All'Infopoint in Galleria stranieri in coda per comprare magliette con i detti lumbard Da «Và a ciapa' i ratt» a « Tiremm innanz»

Quelle scritte in dialetto da portare per il mondo

Se diciamo «Ma cosa fai, il pirla!» a un americano, lo yankee potrà battere i tacchi dei vacheros e affermare: «E tu sei un lumbard del West». Il dialetto milanese è pistolero.
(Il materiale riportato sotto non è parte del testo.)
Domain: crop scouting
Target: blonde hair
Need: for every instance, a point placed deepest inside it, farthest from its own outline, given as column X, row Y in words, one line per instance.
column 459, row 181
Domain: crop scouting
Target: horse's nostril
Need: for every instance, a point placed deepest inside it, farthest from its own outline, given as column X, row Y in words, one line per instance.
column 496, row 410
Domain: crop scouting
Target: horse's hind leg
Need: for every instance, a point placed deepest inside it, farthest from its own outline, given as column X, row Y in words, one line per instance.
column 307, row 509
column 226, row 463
Sì, potrà succedere a chi si trova dentro l'infopoint sotto la Galleria, visto che molti gadget sono scritti in vernacolo meneghino e un cartello di spiegazione recita: «Milanés: is the variety of the Western Lombard language spoken in the city and province of Milan». Ovvero: «Il milanés è una varietà linguistica della Lombardia del West, parlato a Milano o in provincia». E la traduzione anglofona di «pirla» è «moron», mentre quella italiana, sempre riportata dal cartello, è: «Dal verbo pirlare, gironzolare senza scopo, e si usa con la connotazione di stupido».

In attesa di una versione milanese di «Sex and the city» con le t-shirt made in Expo, intanto le scritte lombarde fanno colpo sulle donne. «Che meraviglia, ci sono le maglie con le frasi in dialetto». E' felice Elena, comasca, che insieme alla madre Elisa Mazzola entra nell'infopoint sotto la Galleria per comperare la maglietta grigia. Tre diverse scritte: «va' a ciapa' i ratt», «tiremm innanz!», «te g'hee inscî dà cor», ma sono tanti i commenti da parte delle due donne che vogliono portare sul lago gli indumenti in dono.
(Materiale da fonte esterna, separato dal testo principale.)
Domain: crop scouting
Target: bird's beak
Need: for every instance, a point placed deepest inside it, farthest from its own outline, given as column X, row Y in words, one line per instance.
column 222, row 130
«Noi comaschi diciamo «te g'hee inscî de cor» commenta Elisa. «Questo non è dialetto milanese, le scritte sono state stampate pensando alla parlata lombarda in generale, infatti sulla maglietta c'è scritto «dà» ma si legge «de», così mi hanno detto», spiega il commesso avvolgendo le maglie, 29 euro l'una, dentro a eleganti rotoli gialli che ieri sono arrivati fino a Como, ma dal primo maggio fino ad ottobre dovrebbero attraversare tutti gli oceani del mondo, entrando nelle valigie dei turisti di Expo.
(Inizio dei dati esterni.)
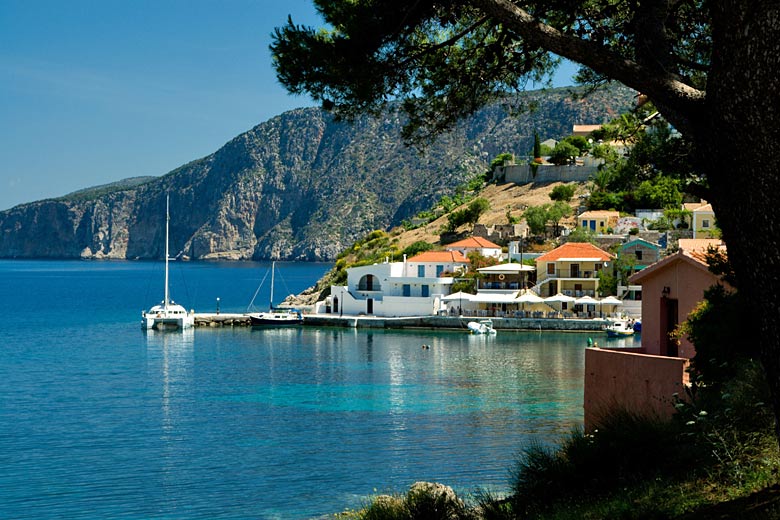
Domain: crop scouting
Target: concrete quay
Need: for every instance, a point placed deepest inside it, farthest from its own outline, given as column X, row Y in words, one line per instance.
column 411, row 322
column 205, row 319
Si diverte Milano con la sua parlata antica, mettendo sul petto in bianco, rosso e nero tre motti che appartengono alla saggezza dei nonni. «Va' a ciapà i ratt» è un modo molto animalista, diremmo oggi, per dire al nostro vicino che non è per niente un gatto quanto una vecchia trappola incapace di fare il suo mestiere, visto che letteralmente significa «ma vai a prendere i topi, va!» e così si manda l'interlocutore a quel paese. Sul «tiremm innanz!» forse non c'è bisogno di traduzione dal momento che la crisi da quasi un decennio ci sta abituando a pensare: «Stringiamo i denti e tiriamo avanti». E cosa penserà uno neozelandese leggendo «te g'hee inscî dà cor»? Forse Roberto Maroni o Matteo Salvini potrebbero spiegargli che «ha ancora tanta strada da fare», ma non per tornare in Nuova Zelanda bensì per realizzare i suoi sogni.

Per Expo l'animo meneghino si è deciso ad uscire non solo sulle t-shirt ma anche su altri oggetti, come spille o fermacarte, che avvicinano lombardo a veneziano, ad esempio, e che riesumano parole sconosciute ad alcuni ragazzini che entrano nello store. «Cosa vuol dire rebelot?» si chiede uno di loro.

Allora si ritorna a consultare il gustosissimo cartello in bella vista sul banco, che traduce in inglese «mess» e in italiano «confusione». E scighera? «Mist» in inglese, mentre nella lingua sotto la Madonnina vuol dire «nebbiolina».